No Plath. No Heaney. No way out.
No one knows exactly how Plath and Heaney gained their status as The Poets Who Will Come Up This Year. In any given year, predicting who is coming up in the Leaving is, at best, an inexact science.
In the game of Leaving Cert Russian roulette, students are advised to be familiar with five of eight poets on the course.
By a process of elimination (Who came up last year? Is there a female poet? Or an Irish one?), students hone in on one or two favourites.
On the eve of the exam one student had her own forecasting method, tweeting; “Rain = Depression. Depression = Main theme of Plath. Conclusion = Plath will come up.”
All of the many tips on Facebook, Twitter and (whisper it) from some grind schools had established Plath and Heaney as certainties for Leaving Cert 2012.
Perhaps everyone should have known better.

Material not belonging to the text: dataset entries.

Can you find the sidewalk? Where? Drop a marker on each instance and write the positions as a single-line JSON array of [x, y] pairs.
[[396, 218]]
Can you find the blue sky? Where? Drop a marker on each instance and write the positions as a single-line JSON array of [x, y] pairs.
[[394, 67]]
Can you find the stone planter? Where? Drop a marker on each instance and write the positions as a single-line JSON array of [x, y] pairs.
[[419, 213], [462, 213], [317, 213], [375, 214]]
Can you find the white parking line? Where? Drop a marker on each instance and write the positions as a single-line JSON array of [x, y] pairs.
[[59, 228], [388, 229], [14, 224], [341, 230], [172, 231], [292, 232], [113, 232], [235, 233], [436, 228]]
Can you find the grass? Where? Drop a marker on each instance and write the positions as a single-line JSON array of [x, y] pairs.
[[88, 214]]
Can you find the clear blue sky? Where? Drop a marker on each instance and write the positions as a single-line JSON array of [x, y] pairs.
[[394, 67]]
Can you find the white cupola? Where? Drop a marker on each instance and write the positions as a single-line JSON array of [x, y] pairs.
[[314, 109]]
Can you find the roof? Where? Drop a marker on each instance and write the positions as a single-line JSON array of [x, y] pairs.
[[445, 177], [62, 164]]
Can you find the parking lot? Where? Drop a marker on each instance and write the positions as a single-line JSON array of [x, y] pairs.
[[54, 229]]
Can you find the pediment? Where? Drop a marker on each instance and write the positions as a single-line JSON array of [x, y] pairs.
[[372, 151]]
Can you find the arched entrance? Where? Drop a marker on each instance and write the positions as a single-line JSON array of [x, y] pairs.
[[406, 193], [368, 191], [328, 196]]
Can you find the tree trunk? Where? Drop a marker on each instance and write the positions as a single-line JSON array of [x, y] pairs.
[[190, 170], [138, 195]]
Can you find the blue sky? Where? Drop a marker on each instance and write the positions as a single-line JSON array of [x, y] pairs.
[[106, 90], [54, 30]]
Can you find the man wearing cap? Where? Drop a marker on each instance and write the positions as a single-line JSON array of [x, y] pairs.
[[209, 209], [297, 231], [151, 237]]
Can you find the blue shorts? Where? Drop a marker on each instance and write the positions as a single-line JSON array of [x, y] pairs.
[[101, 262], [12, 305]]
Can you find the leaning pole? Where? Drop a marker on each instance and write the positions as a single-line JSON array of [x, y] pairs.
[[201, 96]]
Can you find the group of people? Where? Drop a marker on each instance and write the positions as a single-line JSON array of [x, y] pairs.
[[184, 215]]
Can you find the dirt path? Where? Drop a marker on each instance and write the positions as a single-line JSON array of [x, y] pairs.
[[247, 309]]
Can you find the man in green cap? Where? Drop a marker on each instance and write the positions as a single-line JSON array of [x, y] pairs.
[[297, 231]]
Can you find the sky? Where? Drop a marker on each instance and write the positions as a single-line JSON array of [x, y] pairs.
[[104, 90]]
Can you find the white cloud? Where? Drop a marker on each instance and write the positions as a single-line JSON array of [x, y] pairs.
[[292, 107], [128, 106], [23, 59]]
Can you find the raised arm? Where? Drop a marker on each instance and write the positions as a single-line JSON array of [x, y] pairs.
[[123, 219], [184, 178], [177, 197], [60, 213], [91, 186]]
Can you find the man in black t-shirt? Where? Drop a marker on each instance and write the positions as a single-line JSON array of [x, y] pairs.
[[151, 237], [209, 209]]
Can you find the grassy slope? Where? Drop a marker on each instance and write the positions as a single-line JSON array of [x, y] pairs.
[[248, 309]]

Earlier this year, Minister for Education Ruairí Quinn railed against the “predictability” of the Leaving Cert exam.
He even asked the State Exams Commission, which sets the papers, to compile a report for him on the issue. This is expected later this year.
English teachers were calling yesterday’s exam a “game changer”. One said: “The days of the pre-cooked, single transferable response to questions on the English paper are over. This was a much more searching exam.”
Back on Twitter, some disconsolate students – who had not been let in on these new realities – were picking up the pieces. One tweeted about “that awkward moment when you look at the exam, see that your poets aren’t there, then burst into tears”.
Another complained how her English teacher “spent a collective four weeks on Sylvia Plath and just two classes on every poet that DID come up”.